Но тут хорошенькая девочка лет пятнадцати бросилась пред Ламме на колени, воскликнув:

— Ах, господин, вот и я в покорности пред вами. Если вы не смилуетесь, не выберете одну из нас, меня по вашей вине высекут. И хозяйка бросит меня в грязное подземелье под Шельдой, где вода капает со стен и где меня будут кормить одним чёрным хлебом.

— Правда, что её высекут из-за меня, госпожа хозяйка? — спросил Ламме.

— До крови, — ответила та.

Тогда Ламме посмотрел на девушку и сказал:

— Я вижу, что ты свежа и благоуханна, твои плечи выступают из платья, как лепесток белой розы, и я не хочу, чтобы эта прекрасная кожа, под которой струится такая молодая кровь, была истерзана бичом, не хочу, чтобы твои светлые глазки, горящие огнём юности, плакали от боли под ударами, не хочу, чтобы от холода тюрьмы дрожало твоё тело, тело богини любви. Поэтому, чем знать, что тебя бьют, лучше уж пойду с тобой...

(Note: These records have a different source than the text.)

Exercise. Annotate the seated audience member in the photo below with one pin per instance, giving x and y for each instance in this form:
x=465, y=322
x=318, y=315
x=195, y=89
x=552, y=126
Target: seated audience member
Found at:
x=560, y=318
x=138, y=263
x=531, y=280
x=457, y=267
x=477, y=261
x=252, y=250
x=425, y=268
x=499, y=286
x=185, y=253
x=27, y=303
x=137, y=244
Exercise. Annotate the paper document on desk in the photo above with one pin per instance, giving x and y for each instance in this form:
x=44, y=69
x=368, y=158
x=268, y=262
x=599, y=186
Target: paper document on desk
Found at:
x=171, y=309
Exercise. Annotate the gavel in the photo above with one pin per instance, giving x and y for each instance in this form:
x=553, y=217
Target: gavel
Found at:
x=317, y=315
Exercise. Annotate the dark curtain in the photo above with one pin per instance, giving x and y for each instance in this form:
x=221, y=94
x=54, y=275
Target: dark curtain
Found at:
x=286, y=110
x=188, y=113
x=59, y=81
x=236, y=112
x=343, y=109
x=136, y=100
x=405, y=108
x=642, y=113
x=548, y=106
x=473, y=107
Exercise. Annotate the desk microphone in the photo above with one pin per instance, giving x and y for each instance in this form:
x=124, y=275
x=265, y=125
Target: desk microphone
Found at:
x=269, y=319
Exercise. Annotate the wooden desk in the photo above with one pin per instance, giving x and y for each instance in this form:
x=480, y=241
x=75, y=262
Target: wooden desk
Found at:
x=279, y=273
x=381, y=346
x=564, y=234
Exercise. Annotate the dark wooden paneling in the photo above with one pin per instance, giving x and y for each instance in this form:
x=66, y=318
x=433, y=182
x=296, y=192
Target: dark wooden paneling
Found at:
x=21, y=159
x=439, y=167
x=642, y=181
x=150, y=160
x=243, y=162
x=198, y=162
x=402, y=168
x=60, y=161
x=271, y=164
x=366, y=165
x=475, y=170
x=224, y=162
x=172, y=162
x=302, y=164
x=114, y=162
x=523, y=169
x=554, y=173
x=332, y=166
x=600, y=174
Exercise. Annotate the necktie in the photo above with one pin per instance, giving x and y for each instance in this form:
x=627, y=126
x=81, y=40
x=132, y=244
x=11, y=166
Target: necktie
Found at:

И девушка увела его к себе. И так согрешил он, как грешил всю жизнь, — по доброте душевной.

Между тем друг против друга стояли Уленшпигель и большая красивая девушка с волнистыми чёрными волосами. Девушка молчала и кокетливо посматривала на Уленшпигеля, делая вид, что он для неё не существует.

— Люби меня, — сказал он.

— Тебя любить, друг любезный? Ты ведь любишь по своей прихоти.

— Птица, летящая над твоей головой, споёт свою песенку и улетает. Так и я, милая. Хочешь, споём вместе.

— Песню смеха и слёз? Хорошо!

И она бросилась к нему на шею.

Пока оба приятеля в объятиях своих подружек изнывали от наслаждения, вдруг с дудками и бубнами ворвалась в дом весёлая толпа meesevanger'ов: так называются в Антверпене птицеловы. Они теснились и толкались, пели, свистели, орали, пищали, ругались. С ними были их корзины и клетки с пойманными синичками, и совы, которыми они пользуются при ловле, широко раскрывали при свете свои золотистые глаза.

Было их человек десять, этих птицеловов, все с раздутыми от вина и пива лицами, с дрожащими головами, неустойчивыми ногами. Они так орали своими грубыми, надорванными голосами, что ошеломлённым девушкам казалось, что они находятся сейчас не в своём доме, а в лесу среди диких зверей.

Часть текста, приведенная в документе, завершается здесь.